I have an equilateral triangle with known coordinations of one vertex (a,b). I know that each side's length is t and the coordinations of the other vertexes (x1, y1), (x2, y2). There is another point (c, d) which creates with (a,b) a segment in length k that is perpendiculars to the opposite side of (a,b). I need to express x1, y1, x2 and y2 with the given parameters a, b, c, d, t and k. I started with four equations: Because we have perpendicular segments, we can say that their slopes's product equals -1.

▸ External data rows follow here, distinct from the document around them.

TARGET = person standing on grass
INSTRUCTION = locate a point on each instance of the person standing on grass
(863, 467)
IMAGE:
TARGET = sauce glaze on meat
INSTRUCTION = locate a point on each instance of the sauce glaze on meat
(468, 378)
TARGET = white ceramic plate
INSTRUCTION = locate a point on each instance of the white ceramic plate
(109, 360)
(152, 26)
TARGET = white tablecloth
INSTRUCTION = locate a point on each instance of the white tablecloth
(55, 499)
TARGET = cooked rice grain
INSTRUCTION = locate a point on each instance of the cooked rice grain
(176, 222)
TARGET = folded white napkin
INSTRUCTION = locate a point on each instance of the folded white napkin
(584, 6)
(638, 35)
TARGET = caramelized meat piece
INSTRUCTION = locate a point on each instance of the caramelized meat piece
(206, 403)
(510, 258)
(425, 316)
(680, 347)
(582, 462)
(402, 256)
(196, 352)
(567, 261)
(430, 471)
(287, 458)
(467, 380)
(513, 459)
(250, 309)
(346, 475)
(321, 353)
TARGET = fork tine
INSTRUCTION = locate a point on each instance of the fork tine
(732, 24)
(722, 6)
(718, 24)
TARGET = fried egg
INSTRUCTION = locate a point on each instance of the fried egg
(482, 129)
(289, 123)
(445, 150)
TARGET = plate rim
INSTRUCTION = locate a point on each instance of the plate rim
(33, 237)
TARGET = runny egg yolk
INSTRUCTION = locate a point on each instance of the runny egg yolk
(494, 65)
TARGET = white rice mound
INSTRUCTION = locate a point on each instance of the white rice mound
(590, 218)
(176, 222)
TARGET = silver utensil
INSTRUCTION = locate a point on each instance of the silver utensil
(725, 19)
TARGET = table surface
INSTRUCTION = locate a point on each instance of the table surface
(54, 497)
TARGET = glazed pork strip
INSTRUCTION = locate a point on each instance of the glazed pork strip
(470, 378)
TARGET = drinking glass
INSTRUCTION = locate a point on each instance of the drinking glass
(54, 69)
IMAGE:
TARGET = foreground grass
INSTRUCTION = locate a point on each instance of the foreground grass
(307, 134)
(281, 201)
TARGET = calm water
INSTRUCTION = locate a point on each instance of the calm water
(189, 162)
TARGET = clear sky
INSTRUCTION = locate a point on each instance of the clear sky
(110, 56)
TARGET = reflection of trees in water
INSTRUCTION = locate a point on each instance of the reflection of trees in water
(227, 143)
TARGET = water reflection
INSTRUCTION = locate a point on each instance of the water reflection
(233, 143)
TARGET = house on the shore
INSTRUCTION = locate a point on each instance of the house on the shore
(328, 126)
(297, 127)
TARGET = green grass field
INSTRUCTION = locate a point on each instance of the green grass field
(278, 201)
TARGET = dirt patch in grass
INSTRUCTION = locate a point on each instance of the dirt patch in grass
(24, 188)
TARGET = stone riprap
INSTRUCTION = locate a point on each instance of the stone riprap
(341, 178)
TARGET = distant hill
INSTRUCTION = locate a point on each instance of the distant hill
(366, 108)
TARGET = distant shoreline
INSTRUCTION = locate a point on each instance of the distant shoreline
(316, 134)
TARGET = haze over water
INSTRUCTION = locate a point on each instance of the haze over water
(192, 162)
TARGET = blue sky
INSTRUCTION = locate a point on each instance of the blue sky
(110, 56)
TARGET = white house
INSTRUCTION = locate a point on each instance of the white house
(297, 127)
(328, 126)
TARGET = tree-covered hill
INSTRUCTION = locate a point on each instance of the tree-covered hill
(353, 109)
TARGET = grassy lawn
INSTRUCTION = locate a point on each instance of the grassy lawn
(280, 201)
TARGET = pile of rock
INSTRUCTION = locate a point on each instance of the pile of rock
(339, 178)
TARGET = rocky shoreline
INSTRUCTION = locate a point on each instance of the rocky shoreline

1)$$\frac{d-b}{a-b}= \frac{x2-x1}{y2-y1}$$ It is also known that the distance between each two vertexes is t, so expressing each side with the given coordinations gives us another three equations:
2) $$(a-x1)^2 + (b-y1)^2 = t^2$$ 3) $$(a-x2)^2 + (b-y2)^2 = t^2$$ 4) $$(x2-x1)^2 + (y2-y1)^2 = t^2$$
I tried solving the equation and got the following answers:
$$x1 = a-\frac{t(d-b+\sqrt{k^2-3(d-b)^2})}{2k}$$ $$y1 = b+\frac{t((d-b)\sqrt{k^2-3(d-b)^2}-(a-c)^2)}{2k(a-c)}$$ $$x2 = a+\frac{t(d-b-\sqrt{k^2-3(d-b)^2})}{2k}$$ $$y2 = b+\frac{t(2(d-b)(a-c)-(a-c)^2+(d-b)\sqrt{k^2-3(d-b)^2})}{2k(a-c)}$$
I tried to substitute some numbers for the parameters but the 3 vertexesdposent create an equilateral triangle.
I'll be really glad if you could help me. edit: still havnt figuered it out anyhelp will be welcome.
Say that we are given $A(a,b)$. Then as $AB=AC=BC=t$, $$C(a+t, b)$$ and $$B\left(a+\frac t2, b+\frac{t\sqrt3}4\right)$$ by Pythagoras, as the $x$-coordinate of $B$ is halfway between that of $A$ and $C$.
Can you do something similar if $B$ or $C$ was the given vertex?